Oysa kadın ve erkek ancak insanda eşitlenir. Cinsiyet eşitsizliğini ortadan kaldıracak biricik kültür budur. İnsanlığın en büyük davası da kadın ve erkeğin insanda eşitlenmesidir.
TOPLUM DÜŞMANLIĞI
Kadın sorununu cinselliğe indirgeyen bu ilkelliğin toplumsal yargıları bahane etmesi, gizli bir toplum düşmanlığını da yansıtıyor. Giyinmek, eğlenmek, üretmek ve daha onlarca insani değer, insanın toplumsal yaşamının bir ürünüdür. Film izlemek, tiyatro seyretmek, kitap okumak, eğitim almak, evinizin kapısını anahtarla açmak, ışığı yakmak, ocağa tencere koymak ve su kaynatmak, yolculuk yapmak hepsi toplumsal yaşamın gerekleridir. Bütün bu insan etkinliğini toplumsal dayatmanın “standartları” olarak okumak, insanı yeniden mağaraya hapsetmektir.

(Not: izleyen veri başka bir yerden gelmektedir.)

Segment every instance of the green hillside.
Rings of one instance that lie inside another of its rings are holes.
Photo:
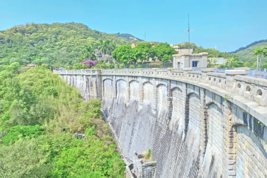
[[[133,42],[139,42],[144,41],[128,34],[120,34],[118,33],[116,34],[116,35],[120,38]]]
[[[73,65],[81,60],[84,45],[93,45],[99,39],[112,40],[117,45],[131,43],[115,34],[92,30],[82,23],[16,26],[0,31],[0,67],[16,62],[21,65],[32,62],[57,66]]]
[[[257,56],[253,55],[253,52],[255,50],[255,48],[260,46],[267,47],[267,42],[258,43],[248,48],[239,51],[236,54],[239,56],[240,59],[243,62],[255,62],[257,61]],[[261,60],[263,62],[267,62],[267,57],[262,56]]]

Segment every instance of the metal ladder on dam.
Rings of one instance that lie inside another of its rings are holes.
[[[116,145],[117,146],[117,150],[120,153],[120,158],[121,159],[123,160],[124,162],[126,163],[132,162],[133,161],[133,160],[128,157],[126,156],[124,154],[124,153],[123,153],[123,151],[122,149],[119,144],[119,142],[118,141],[118,139],[117,139],[117,137],[115,135],[115,133],[113,131],[113,129],[111,128],[111,127],[110,126],[110,125],[109,124],[109,121],[107,120],[107,117],[106,116],[106,115],[105,115],[105,114],[104,114],[104,112],[103,111],[101,110],[100,110],[101,111],[101,113],[102,114],[102,115],[103,116],[103,117],[105,119],[105,121],[109,125],[109,130],[111,131],[112,138],[113,138],[113,139],[115,141]]]

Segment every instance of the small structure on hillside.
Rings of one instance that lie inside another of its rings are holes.
[[[226,62],[226,59],[223,57],[209,58],[208,59],[209,59],[210,63],[215,63],[217,64],[225,64]]]
[[[34,66],[35,66],[35,64],[26,64],[26,66],[28,67],[29,67],[30,68],[31,67],[33,67]]]
[[[174,54],[172,55],[173,67],[175,68],[206,67],[207,56],[207,53]]]
[[[126,166],[126,178],[153,178],[157,162],[144,158],[142,154],[134,151],[133,162]]]

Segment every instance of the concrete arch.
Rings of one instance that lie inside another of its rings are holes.
[[[168,107],[168,88],[164,84],[159,84],[157,85],[156,95],[158,99],[157,104],[158,109],[160,107],[161,110],[167,111]],[[159,111],[159,114],[160,110]]]
[[[171,91],[172,92],[173,92],[174,91],[176,90],[178,90],[178,91],[180,92],[181,92],[182,93],[183,93],[183,91],[182,91],[182,90],[181,90],[180,88],[178,87],[173,87],[171,89]]]
[[[132,80],[129,82],[129,98],[139,100],[140,95],[140,84],[138,81]]]
[[[187,93],[186,95],[188,97],[189,97],[189,96],[191,96],[192,95],[193,95],[194,96],[195,96],[198,99],[200,99],[200,97],[199,96],[198,96],[198,95],[197,94],[195,93],[194,92],[190,92],[189,93]]]
[[[116,79],[116,83],[117,83],[118,82],[118,81],[119,81],[120,80],[123,80],[125,82],[126,82],[126,81],[123,79],[118,79],[117,80],[117,79]]]
[[[104,79],[104,80],[103,80],[103,81],[104,82],[104,81],[105,81],[105,80],[111,80],[112,81],[113,81],[112,78],[106,78],[105,79]]]
[[[154,89],[153,88],[153,84],[149,82],[144,82],[142,86],[142,95],[143,96],[143,101],[152,103],[155,99],[155,96],[153,95]]]
[[[129,85],[130,85],[130,84],[131,83],[131,82],[133,82],[134,81],[137,82],[138,82],[138,83],[139,83],[139,82],[138,81],[138,80],[130,80],[129,81]]]
[[[152,83],[151,82],[150,82],[149,81],[146,81],[145,82],[143,82],[143,83],[142,83],[142,85],[144,85],[145,84],[147,83],[149,83],[150,84],[153,85],[153,84],[152,84]]]

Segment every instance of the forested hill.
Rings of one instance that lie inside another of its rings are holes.
[[[255,62],[257,60],[257,56],[253,55],[255,48],[260,46],[267,47],[267,40],[266,41],[266,42],[258,43],[246,49],[238,51],[236,54],[239,56],[240,59],[243,62]],[[267,62],[267,57],[262,56],[261,59],[263,62]]]
[[[258,43],[264,43],[265,42],[267,42],[267,39],[262,39],[261,40],[260,40],[258,41],[255,41],[253,43],[251,43],[248,45],[247,45],[246,46],[246,47],[240,47],[238,49],[238,50],[236,50],[234,51],[232,51],[232,52],[230,52],[230,53],[236,53],[239,51],[241,51],[242,50],[245,50],[246,49],[249,48],[250,47],[256,45],[256,44],[257,44]]]
[[[120,38],[132,42],[141,42],[144,41],[128,34],[120,34],[118,33],[116,34],[116,35]]]
[[[112,40],[117,45],[131,43],[116,34],[92,30],[82,23],[16,26],[0,31],[0,66],[15,62],[73,65],[80,61],[84,45],[93,45],[99,39]]]

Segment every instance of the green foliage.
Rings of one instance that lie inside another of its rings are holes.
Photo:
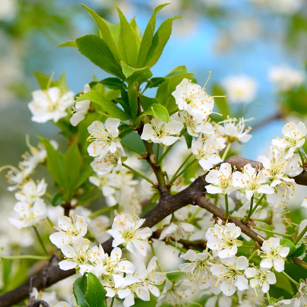
[[[106,291],[93,273],[79,277],[74,283],[73,290],[80,307],[106,307],[104,302]]]

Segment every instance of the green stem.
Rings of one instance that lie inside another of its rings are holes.
[[[258,200],[258,202],[257,202],[257,203],[256,204],[256,206],[255,206],[255,207],[254,207],[254,208],[253,208],[253,210],[252,210],[251,216],[253,215],[254,212],[256,211],[257,207],[261,204],[261,202],[262,201],[262,200],[264,199],[264,198],[265,198],[265,196],[266,196],[266,194],[262,194],[261,196],[259,199],[259,200]]]
[[[137,170],[136,170],[135,169],[131,168],[131,167],[130,167],[130,166],[128,166],[128,165],[127,165],[126,164],[125,164],[125,163],[122,163],[122,165],[123,166],[124,166],[126,168],[127,168],[129,170],[130,170],[130,171],[131,171],[133,173],[134,173],[135,174],[136,174],[136,175],[138,175],[138,176],[140,176],[140,177],[142,177],[142,178],[143,178],[143,179],[145,179],[145,180],[148,181],[149,183],[151,183],[152,185],[154,185],[154,182],[152,181],[151,181],[149,178],[147,178],[145,175],[143,175],[143,174],[141,173],[140,172],[138,171]]]
[[[294,241],[293,241],[293,244],[296,245],[299,240],[303,237],[304,234],[306,233],[307,231],[307,225],[305,226],[305,228],[301,231],[301,233],[295,238]]]
[[[250,261],[250,260],[251,259],[253,258],[253,257],[254,257],[254,256],[255,256],[255,255],[257,253],[258,250],[257,249],[256,249],[252,253],[252,254],[249,256],[249,258],[248,258],[248,261],[249,262]]]
[[[35,259],[36,260],[47,260],[49,256],[37,256],[36,255],[19,255],[18,256],[6,256],[0,257],[2,260],[19,260],[20,259]]]
[[[92,213],[89,215],[89,217],[90,217],[90,218],[92,218],[93,217],[95,217],[97,215],[103,214],[104,213],[106,213],[106,212],[109,212],[110,211],[116,210],[117,208],[117,205],[115,205],[115,206],[113,206],[112,207],[106,207],[105,208],[103,208],[102,209],[100,209],[96,211],[92,212]]]
[[[304,159],[302,153],[300,152],[300,150],[298,150],[298,154],[302,160],[302,167],[303,168],[303,169],[305,169],[305,159]]]
[[[36,235],[36,236],[37,237],[37,239],[38,239],[39,244],[40,244],[40,246],[41,246],[41,248],[42,248],[43,250],[43,252],[45,253],[46,255],[49,256],[49,254],[48,253],[48,252],[47,252],[47,250],[46,249],[45,244],[43,244],[43,241],[42,240],[42,239],[41,238],[41,237],[40,236],[40,235],[39,234],[38,231],[37,230],[37,228],[35,226],[32,226],[32,227],[33,229],[34,230],[34,232],[35,233],[35,234]]]
[[[224,217],[225,220],[228,220],[228,195],[227,194],[225,195],[225,215]]]
[[[53,223],[50,221],[50,219],[47,216],[46,217],[46,220],[47,220],[47,222],[49,223],[49,225],[53,228],[54,225],[53,225]]]
[[[230,147],[231,147],[232,144],[232,142],[229,142],[228,144],[227,144],[227,146],[226,146],[226,148],[225,148],[224,152],[223,153],[223,156],[222,156],[222,160],[223,161],[225,160],[225,158],[226,158],[226,156],[227,155],[227,154],[228,153],[228,151],[229,151],[229,149],[230,149]]]
[[[269,230],[269,229],[266,229],[265,228],[261,228],[261,227],[257,227],[256,226],[253,226],[253,228],[255,229],[258,229],[258,230],[262,230],[262,231],[265,231],[265,232],[268,232],[269,233],[273,233],[273,234],[277,234],[277,235],[281,235],[282,236],[287,237],[291,237],[292,236],[291,234],[287,234],[284,233],[280,233],[280,232],[276,232],[276,231],[272,231],[272,230]]]
[[[194,163],[195,163],[195,162],[196,162],[196,161],[197,161],[197,160],[196,159],[194,159],[192,161],[190,162],[174,178],[173,177],[173,178],[172,178],[171,180],[169,182],[169,184],[172,184],[176,180],[176,179],[177,178],[178,178],[179,177],[180,177],[180,176],[187,169],[188,169],[188,168],[189,168],[189,167],[190,167],[190,166],[191,166],[191,165],[192,165],[192,164],[194,164]]]
[[[176,177],[177,174],[180,171],[180,170],[185,166],[185,164],[188,162],[188,161],[189,161],[189,159],[190,159],[190,158],[191,158],[192,155],[193,153],[191,152],[191,154],[190,154],[190,155],[189,155],[189,156],[188,156],[188,157],[187,157],[187,158],[185,159],[184,161],[182,162],[181,165],[179,166],[178,169],[177,169],[175,173],[173,174],[173,177],[171,178],[171,181]]]
[[[299,286],[299,283],[297,281],[296,281],[295,280],[294,280],[294,279],[293,279],[293,278],[292,278],[292,277],[291,277],[291,276],[289,276],[289,275],[288,274],[287,274],[287,273],[286,273],[286,272],[284,272],[284,271],[283,271],[282,272],[281,272],[281,274],[282,274],[282,275],[284,275],[289,280],[292,281],[295,286]]]
[[[141,152],[141,151],[139,151],[139,150],[137,150],[137,149],[134,148],[133,147],[130,147],[128,145],[126,145],[125,144],[123,144],[122,143],[122,145],[124,148],[127,148],[129,150],[130,150],[131,151],[133,151],[134,152],[135,152],[137,155],[139,155],[140,156],[144,156],[144,154],[142,154],[142,152]]]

Yeniden mağaraya dönülecekse, “toplumun güzellik standartına (!)” karşı bıyık bırakma eylemi yaygın bir eylem biçimine dönüştürülebilir. Ancak kadın sorununun ideolojik, siyasal ve toplumsal içeriğinin sapması, bambaşka yöntemlerle tersine çevrilecektir.